Berlin mayor Klaus Wowereit described the graffiti as an “unspeakable action, for which there was “no justification.”
Berlin state interior minister Frank Henkel said the graffiti on Rykestraße was all the more tasteless because there is a synagogue on the street. “Graffiti of this kind is no trivial offense. The police will do everything they can to find the person responsible,” he said.
Some 200 metres away from the latest graffiti, someone has scrawled “Schwabe verpiss' dich” (Swabians, piss off) on a container on a building site. In both cases the letters “TSH” were included, an abbreviation used online which stands for “Total Hatred of Swabians.”

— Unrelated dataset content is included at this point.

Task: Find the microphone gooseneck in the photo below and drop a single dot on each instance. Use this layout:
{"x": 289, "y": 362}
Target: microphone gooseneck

In the run-up to Hitler's take-over, Nazis called on Germans to boycott Jewish businesses, claiming Jews did not belong to the “national community.”
Swabia refers to a culturally distinct but borderless area of south-western Germany.
Anti-Swabian sentiment is particularly high in Berlin's Prenzlauer Berg district, around the popular Kollwitzplatz tourist area.
In recent times, street signs there have been defaced with stickers. Kollwitzplatz became “Kollwitzspätzle” in reference to a popular Swabian dish and Wörther Straße became Wörther Gässle, the latter a more provincial name used for “street.”
Some Berliners have complained that Swabians are changing the face of the city and are forcing rents up.
At the beginning of this year, long-time Berlin resident and former Bundestag President Wolfgang Thierse sparked controversy when he commented that Swabians should “finally get that they are in Berlin now and no longer in their small town.”
He also complained that they had imported terms like Pflumendatschi, which they were using in favour of Plaumenkuchen to describe plum-based confectionery.
In a subsequent column he apologized for the outrage he had caused and said “everyone was welcome” in Berlin.
A theatre group, fresh from the success of the first run of their play “Schwabenhatz,” which focusses on anti-Swabian sentiment in the German capital, is due to stage a repeat performance in the Kulturbrauerei in Prenzlauer Berg on Tuesday.
The group said the piece aimed to explore the “essence of the Swabian.”